InnoDB scales better than MyISAM. If you're talking about hundreds of millions of row then go for InnoDB and adapt a search engine. AFAIK, FULLTEXT becomes really slow after a certain point. Therefore, go for InnoDB + a search engine of your choice.
Consider this scenario, my database table has 300000 rows and has a fulltext index. Whenever a search is done it locks the database and doesn't allow anyone else to login to the portal.
Any advice on how to get things sorted out here will be really appreciable.
Does logging on perform a write to the table? eg. a 'last visit' time?
If so you may expect behaviour something like this because MyISAM writes do a lock over the entire table. Usually this is avoided by not using noddy MyISAM and going to InnoDB instead, which has row-level locking (amongst other desirable database features).

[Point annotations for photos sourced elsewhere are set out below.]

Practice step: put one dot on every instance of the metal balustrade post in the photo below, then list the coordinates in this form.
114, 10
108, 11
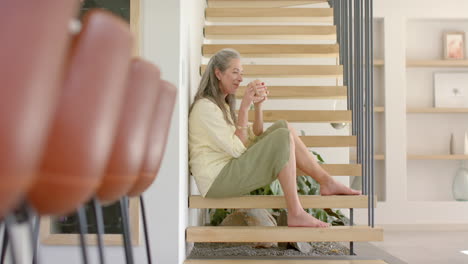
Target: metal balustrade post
352, 65
345, 46
35, 238
372, 128
82, 224
146, 231
100, 228
126, 230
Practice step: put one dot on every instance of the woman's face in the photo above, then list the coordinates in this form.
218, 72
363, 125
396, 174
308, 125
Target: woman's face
231, 78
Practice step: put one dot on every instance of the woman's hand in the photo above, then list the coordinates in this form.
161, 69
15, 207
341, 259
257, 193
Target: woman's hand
261, 92
250, 95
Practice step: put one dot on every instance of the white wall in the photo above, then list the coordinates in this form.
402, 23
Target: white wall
407, 199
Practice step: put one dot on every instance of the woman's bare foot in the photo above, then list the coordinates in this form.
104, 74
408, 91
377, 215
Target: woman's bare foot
333, 187
303, 219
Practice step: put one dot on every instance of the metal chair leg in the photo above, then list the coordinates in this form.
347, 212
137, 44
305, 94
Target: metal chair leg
126, 230
4, 245
145, 228
100, 228
82, 224
35, 239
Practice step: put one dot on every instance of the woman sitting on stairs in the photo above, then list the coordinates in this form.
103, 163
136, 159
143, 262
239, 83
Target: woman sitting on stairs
229, 157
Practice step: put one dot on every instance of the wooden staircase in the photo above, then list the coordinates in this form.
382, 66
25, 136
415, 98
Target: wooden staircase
271, 11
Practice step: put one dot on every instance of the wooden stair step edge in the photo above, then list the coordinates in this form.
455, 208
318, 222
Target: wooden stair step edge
329, 141
278, 201
305, 116
302, 92
339, 169
269, 32
289, 71
269, 14
260, 3
280, 261
283, 234
276, 50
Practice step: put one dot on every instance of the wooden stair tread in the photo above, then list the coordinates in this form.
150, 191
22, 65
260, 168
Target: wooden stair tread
280, 261
269, 14
282, 234
329, 141
290, 71
307, 116
261, 3
277, 201
276, 50
302, 92
270, 32
339, 169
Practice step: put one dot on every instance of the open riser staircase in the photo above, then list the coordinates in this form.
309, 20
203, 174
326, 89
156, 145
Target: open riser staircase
267, 33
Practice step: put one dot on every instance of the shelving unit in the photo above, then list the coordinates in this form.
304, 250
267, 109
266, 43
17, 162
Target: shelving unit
429, 174
412, 136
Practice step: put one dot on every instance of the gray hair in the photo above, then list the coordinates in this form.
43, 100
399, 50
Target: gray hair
209, 84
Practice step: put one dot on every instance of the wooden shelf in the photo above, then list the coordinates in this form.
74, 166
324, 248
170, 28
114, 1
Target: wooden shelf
437, 63
260, 4
438, 157
436, 110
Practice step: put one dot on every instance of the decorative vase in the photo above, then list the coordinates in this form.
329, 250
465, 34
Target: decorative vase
460, 184
452, 145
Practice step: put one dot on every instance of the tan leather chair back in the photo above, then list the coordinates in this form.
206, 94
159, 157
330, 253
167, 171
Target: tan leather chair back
132, 132
84, 126
157, 138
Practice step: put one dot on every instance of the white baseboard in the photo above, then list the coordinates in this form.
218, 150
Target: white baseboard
426, 227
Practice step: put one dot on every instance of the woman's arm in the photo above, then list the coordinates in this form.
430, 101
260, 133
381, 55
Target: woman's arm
242, 123
258, 121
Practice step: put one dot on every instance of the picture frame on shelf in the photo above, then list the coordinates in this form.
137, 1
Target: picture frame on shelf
454, 45
451, 89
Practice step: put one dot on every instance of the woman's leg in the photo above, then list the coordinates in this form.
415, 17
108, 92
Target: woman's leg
287, 178
308, 164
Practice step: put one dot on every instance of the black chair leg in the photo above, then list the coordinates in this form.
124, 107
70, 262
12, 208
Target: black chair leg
145, 228
8, 240
4, 245
126, 230
100, 228
82, 224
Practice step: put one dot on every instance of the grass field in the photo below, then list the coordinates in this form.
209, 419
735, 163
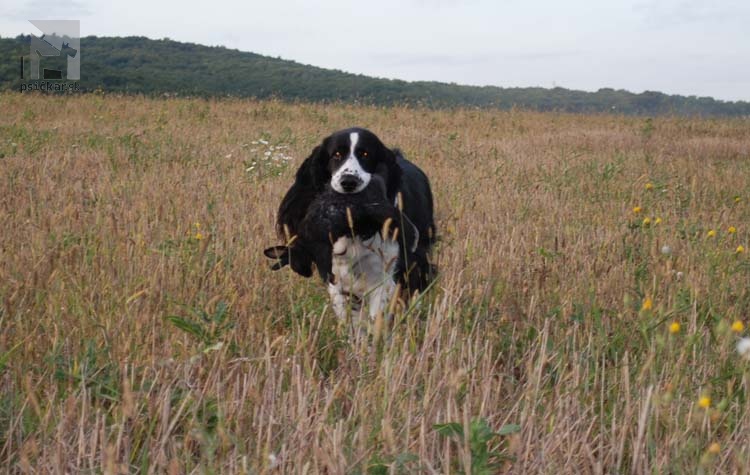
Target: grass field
593, 288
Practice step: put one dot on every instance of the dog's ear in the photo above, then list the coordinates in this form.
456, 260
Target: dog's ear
280, 254
308, 182
319, 167
276, 252
393, 172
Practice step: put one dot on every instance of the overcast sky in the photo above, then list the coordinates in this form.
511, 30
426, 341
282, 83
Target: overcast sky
690, 47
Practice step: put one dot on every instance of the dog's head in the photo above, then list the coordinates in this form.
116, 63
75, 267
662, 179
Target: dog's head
348, 159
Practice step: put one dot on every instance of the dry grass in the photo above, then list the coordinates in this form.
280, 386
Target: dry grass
536, 320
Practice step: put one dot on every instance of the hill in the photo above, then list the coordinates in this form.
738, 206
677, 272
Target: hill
145, 66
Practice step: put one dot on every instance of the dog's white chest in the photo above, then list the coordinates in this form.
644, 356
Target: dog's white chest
363, 272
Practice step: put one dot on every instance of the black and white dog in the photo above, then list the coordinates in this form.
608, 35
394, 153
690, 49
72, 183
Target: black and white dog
363, 214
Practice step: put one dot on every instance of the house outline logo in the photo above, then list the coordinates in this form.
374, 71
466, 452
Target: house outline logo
58, 38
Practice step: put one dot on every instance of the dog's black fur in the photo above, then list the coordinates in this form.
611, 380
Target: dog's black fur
314, 212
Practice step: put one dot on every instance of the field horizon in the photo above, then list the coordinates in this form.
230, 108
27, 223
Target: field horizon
593, 288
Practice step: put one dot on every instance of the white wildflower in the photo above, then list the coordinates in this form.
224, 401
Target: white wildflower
743, 347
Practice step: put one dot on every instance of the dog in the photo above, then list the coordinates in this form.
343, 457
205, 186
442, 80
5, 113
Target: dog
363, 215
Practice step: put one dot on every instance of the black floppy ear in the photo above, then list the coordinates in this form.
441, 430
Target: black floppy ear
394, 173
319, 167
308, 182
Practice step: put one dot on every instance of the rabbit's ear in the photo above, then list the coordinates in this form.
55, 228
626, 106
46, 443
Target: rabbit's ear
280, 254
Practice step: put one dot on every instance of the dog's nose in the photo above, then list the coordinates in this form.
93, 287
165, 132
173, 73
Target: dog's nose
349, 183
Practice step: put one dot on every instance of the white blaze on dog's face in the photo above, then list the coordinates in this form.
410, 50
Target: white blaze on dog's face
348, 165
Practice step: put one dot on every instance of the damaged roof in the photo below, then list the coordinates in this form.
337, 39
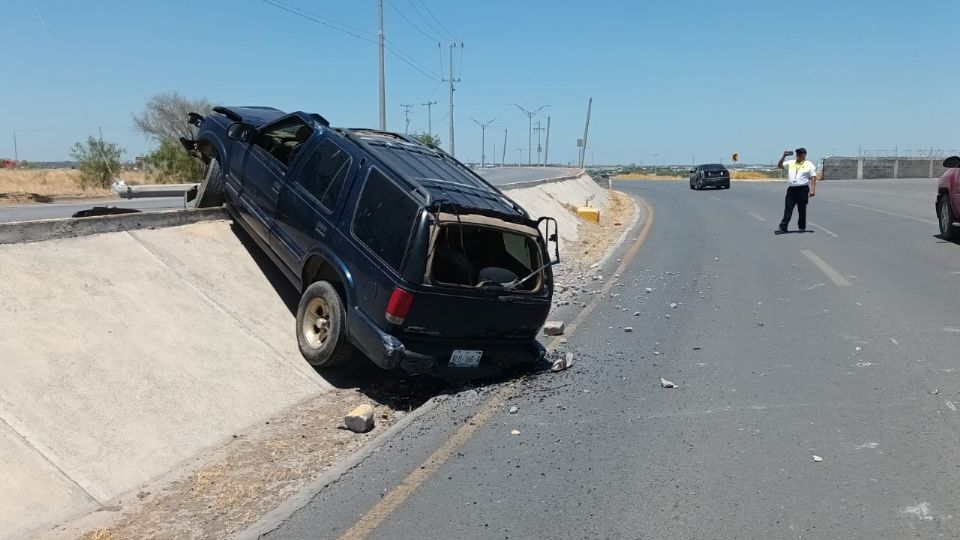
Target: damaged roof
441, 177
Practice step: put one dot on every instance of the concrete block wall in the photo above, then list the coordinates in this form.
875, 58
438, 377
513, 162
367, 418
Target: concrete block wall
850, 168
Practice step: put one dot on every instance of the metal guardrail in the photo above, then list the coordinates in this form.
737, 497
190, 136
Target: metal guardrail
154, 190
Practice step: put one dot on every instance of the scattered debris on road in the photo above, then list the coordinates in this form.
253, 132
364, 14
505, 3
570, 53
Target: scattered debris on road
360, 420
561, 362
553, 328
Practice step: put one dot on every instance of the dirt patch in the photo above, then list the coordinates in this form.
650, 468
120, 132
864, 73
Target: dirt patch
47, 185
244, 480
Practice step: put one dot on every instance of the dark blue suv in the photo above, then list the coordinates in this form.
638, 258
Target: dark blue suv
400, 250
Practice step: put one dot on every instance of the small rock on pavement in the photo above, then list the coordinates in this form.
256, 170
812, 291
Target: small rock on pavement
360, 420
553, 328
562, 363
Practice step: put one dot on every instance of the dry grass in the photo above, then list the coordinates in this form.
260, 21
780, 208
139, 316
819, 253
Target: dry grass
45, 185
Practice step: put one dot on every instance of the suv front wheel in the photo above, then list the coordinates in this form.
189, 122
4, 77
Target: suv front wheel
946, 218
322, 326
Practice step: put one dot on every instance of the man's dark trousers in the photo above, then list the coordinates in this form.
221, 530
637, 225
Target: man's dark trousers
796, 196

The problem, of course, is that you only get fulltext search with MyISAM.
So you'll need to split your tables up. If you can keep the read-heavy and fulltext stuff in a different table to the stuff that needs writing (but linked using the same primary key), you can probably make it so that the two operations don't affect each other.
Better, migrate the bulk of the table to InnoDB, leaving only a fulltext field in MyISAM. Everything except fulltext searches can then steer clear of the MyISAM table, and use only the InnoDB table which exhibits much better locking performance. Personally, I now tend to store everything in the InnoDB table, including the text, and store a second copy of the text in the MyISAM table purely for fulltext searchbait purposes; this simplifies queries and code and brings the advantages of InnoDB's consistency to the text content, and I also use it to process the searchbait to get stemming and other features MySQL's fulltext doesn't normally support. But it does mean you have to spend a lot more space on storage.
You can also improve matters by cutting down number of writes. For example if it is a 'last visit' timestamp you're writing, you can avoid writing that unless, say, a minute has passed between the previous time and now, on the basis that no-one needs to know the exact second someone last accessed the site.
If you use an external search engine or MySQL search plug-ins Lucene or Sphinx, they should be able to read and index without locking the table. They store a local version of the indexed records, so they don't have to read the table very often, and never need to write to it.